Nilai tukar rupiah mengalami penguatan terhadap dolar Amerika Serikat (AS) seiring meningkatnya sentimen risk-on di pasar keuangan global. Kepala Ekonom PermataBank, Josua Pardede, menjelaskan bahwa penguatan ini terjadi akibat meningkatnya ekspektasi pemangkasan suku bunga The Fed yang lebih agresif. Ekspektasi tersebut muncul setelah pertemuan Federal Open Market Committee (FOMC) pada Maret 2025 yang memperkirakan perlambatan ekonomi AS dalam waktu dekat.
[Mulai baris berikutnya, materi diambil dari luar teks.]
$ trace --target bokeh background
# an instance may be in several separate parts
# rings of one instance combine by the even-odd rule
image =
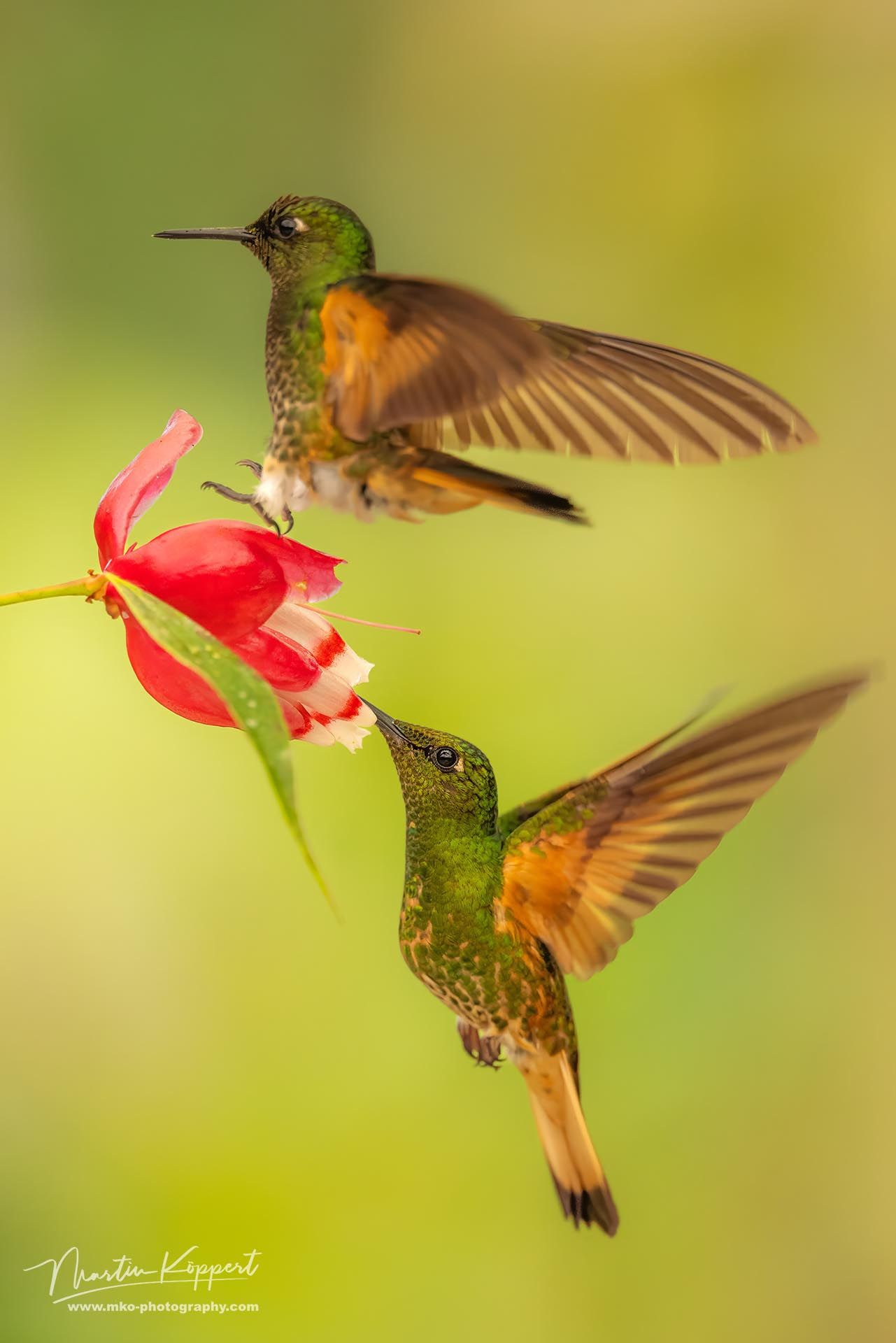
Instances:
[[[424,630],[353,631],[377,702],[481,743],[510,804],[712,686],[892,663],[891,7],[47,0],[4,31],[0,588],[85,571],[176,406],[206,438],[138,539],[222,510],[199,483],[267,432],[266,279],[150,234],[296,191],[349,201],[384,269],[728,360],[822,438],[705,471],[504,455],[590,532],[304,514],[349,561],[334,606]],[[572,986],[610,1244],[402,964],[383,744],[294,748],[339,924],[247,744],[150,701],[101,610],[1,619],[4,1338],[893,1336],[885,673]],[[85,1317],[23,1273],[193,1244],[262,1252],[215,1295],[259,1315]]]

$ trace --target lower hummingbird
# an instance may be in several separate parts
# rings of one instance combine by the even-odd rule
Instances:
[[[587,979],[681,886],[864,685],[845,677],[498,815],[494,774],[469,741],[373,705],[404,795],[404,960],[457,1017],[465,1050],[523,1073],[566,1217],[613,1236],[618,1214],[579,1099],[564,974]]]
[[[266,521],[312,502],[412,520],[494,504],[586,521],[564,496],[451,449],[543,449],[611,461],[717,462],[815,435],[786,400],[715,360],[510,316],[455,285],[376,271],[347,205],[281,196],[224,239],[271,281],[265,372],[273,434],[253,493],[207,481]]]

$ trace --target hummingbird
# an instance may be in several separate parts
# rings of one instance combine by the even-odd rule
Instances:
[[[695,717],[606,770],[498,815],[489,760],[371,705],[404,796],[399,937],[457,1017],[463,1049],[523,1073],[563,1213],[619,1218],[579,1096],[564,975],[588,979],[634,920],[693,876],[752,803],[865,684],[842,677],[678,739]]]
[[[715,360],[380,274],[371,234],[336,200],[281,196],[244,228],[154,236],[238,242],[270,277],[270,446],[263,463],[238,463],[251,493],[203,488],[274,525],[312,502],[359,518],[493,504],[587,521],[564,496],[455,455],[470,445],[674,465],[815,439],[786,400]]]

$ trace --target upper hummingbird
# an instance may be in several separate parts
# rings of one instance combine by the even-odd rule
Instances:
[[[587,979],[682,885],[864,684],[790,694],[498,815],[469,741],[373,708],[407,813],[402,952],[455,1015],[463,1048],[520,1069],[560,1203],[610,1236],[617,1209],[579,1101],[564,974]],[[690,720],[692,723],[693,720]]]
[[[313,501],[357,517],[497,504],[586,521],[562,494],[451,455],[470,443],[622,461],[716,462],[814,441],[775,392],[647,341],[510,316],[434,279],[376,273],[347,205],[281,196],[244,228],[157,238],[242,243],[270,275],[265,372],[274,418],[253,494],[267,521]]]

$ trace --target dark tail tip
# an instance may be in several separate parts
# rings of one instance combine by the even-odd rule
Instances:
[[[514,485],[505,493],[519,500],[532,513],[540,513],[543,517],[557,517],[562,522],[576,522],[579,526],[591,526],[590,518],[566,494],[555,494],[553,490],[545,490],[540,485],[524,482]]]
[[[572,1218],[576,1226],[599,1226],[607,1236],[617,1234],[619,1214],[607,1185],[596,1185],[594,1189],[574,1193],[571,1189],[564,1189],[556,1179],[553,1183],[564,1217]]]

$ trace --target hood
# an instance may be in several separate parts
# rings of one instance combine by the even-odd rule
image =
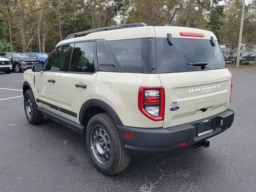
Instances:
[[[0,58],[0,62],[1,61],[10,61],[10,59],[6,59],[6,58]]]
[[[37,62],[37,60],[32,58],[15,58],[15,60],[19,60],[20,61],[27,61],[31,62]]]

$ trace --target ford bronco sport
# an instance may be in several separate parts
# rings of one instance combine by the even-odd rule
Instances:
[[[210,32],[142,23],[69,35],[24,73],[26,118],[86,137],[96,167],[167,153],[229,128],[232,75]]]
Selain itu, pernyataan Gubernur The Fed, Jerome Powell, yang menyebutkan bahwa inflasi tarif bersifat sementara, turut memperkuat sentimen positif di pasar keuangan.
Pada perdagangan hari ini, rupiah diperkirakan bergerak dalam rentang Rp16.450 hingga Rp16.575 per dolar AS. Meskipun mengalami penguatan, obligasi rupiah justru menunjukkan pergerakan yang bervariasi pada perdagangan sebelumnya, Kamis (20/3). Imbal hasil untuk obligasi acuan tenor 5 tahun, 10 tahun, 15 tahun, dan 20 tahun masing-masing tercatat di angka 6,80 persen, 7,11 persen, 7,11 persen, dan 7,12 persen. Sementara itu, volume perdagangan obligasi pemerintah mencapai Rp22,36 triliun, lebih rendah dibandingkan dengan volume transaksi pada Rabu (19/3) yang tercatat sebesar Rp26,3 triliun.
Kepemilikan asing pada obligasi berdenominasi rupiah juga mengalami penurunan sebesar Rp250 miliar, sehingga total kepemilikan asing kini mencapai Rp893 triliun atau setara 14,39 persen dari total outstanding. Pada sesi pembukaan perdagangan Jumat pagi di Jakarta, rupiah tercatat menguat sebesar 4 poin atau 0,02 persen menjadi Rp16.481 per dolar AS, naik dari posisi sebelumnya di Rp16.485 per dolar AS.